The Ghost of “Dred Scott vs. Sanford Is Haunting the Supreme Court

Weekly Mourner 1
By screm

The Supreme Court struck down a Louisiana law (re-read that slowly and shudder) requiring abortionists to be members in good standing and able to admit patients, also referred to as “admitting privileges”, the text from the bill defines it as such: 
 "[A]ctive admitting privileges" means "the physician is a member in good standing of the medical staff of a hospital that is currently licensed by the department, with the ability to admit a patient and to provide diagnostic and surgical services to such patient."at hospitals within 30 miles of their clinics, for the safety of women who choose to abort their children. The law, called “The Louisiana Unsafe Abortion Protection Act” passed overwhelmingly in 2014. It never went into effect due to being tied up in court. 

It’s obvious that this was an unconstitutional decision from the high court. Chief Justice Roberts was the deciding vote in the case and a controversial vote he was indeed. He shockingly argued that he decided against Louisiana due to the “binding precedent” of a previous similar decision against Texas that Roberts claims to disagree with. 

Cue the spooky music. Where have we seen this before? What dark and malignant specter does this decision invoke?

What do you know about the infamous “Dred Scott” case?

Was “Dred Scott vs. Sanford” (the 1857 Supreme Court decision that rendered Dred Scott a slave again after having attained his freedom) under “binding precedent” as well? In a very real way, then Chief, Roger Taney, argued then that it WAS in so many words, as the Chief Justice shockingly did for this decision today. 

The horrific, immoral, equivalent here is simply undeniable. 

This is a stunning lack of regard for the plain empirical proof of human life in the womb. That proof should render any precedent void if such precedent stands to allow those human beings to be destroyed. Surely an errant and eisegetic ruling like “Roe” that decided the bloody fate of what is now tens of millions of preborn children should be decried by generations who now know better. Generations who can see better.  “Dred Scott” was decried by the people when it came down. Think about that. An antebellum outcry for Dred Scott. The only people not outraged by it were of course the Democrats in the slave holding states. 
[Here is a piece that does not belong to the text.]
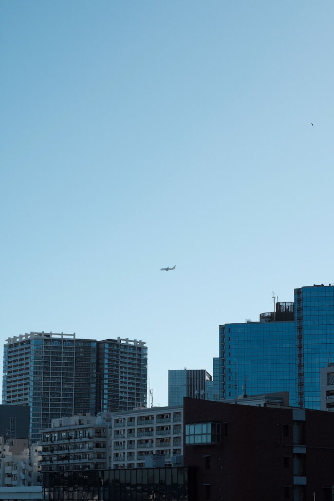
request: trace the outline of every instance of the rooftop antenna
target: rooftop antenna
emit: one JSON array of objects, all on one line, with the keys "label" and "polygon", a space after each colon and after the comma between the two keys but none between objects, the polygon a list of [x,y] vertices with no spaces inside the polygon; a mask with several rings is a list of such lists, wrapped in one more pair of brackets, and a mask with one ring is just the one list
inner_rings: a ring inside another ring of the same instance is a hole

Put simply, “binding precedent” can be a monstrous justification of the inhumane destruction and degrading of human life as it was in “Dred Scott”.  It was so today. 

Fredrick Douglas spoke elegantly of the nightmare decision:
“...my hopes were never brighter than now. I have no fear that the National Conscience will be put to sleep by such an open, glaring, and scandalous tissue of lies...”
The Constitution knows all the human inhabitants of this country as “the people.” It makes, as I have said before, no discrimination in favor of, or against, any class of the people, but is fitted to protect and preserve the rights of all, without reference to color, size, or any physical peculiarities.
 
How perfectly relevant are the great man’s words for us here and now and for the little ones whose lives are at stake.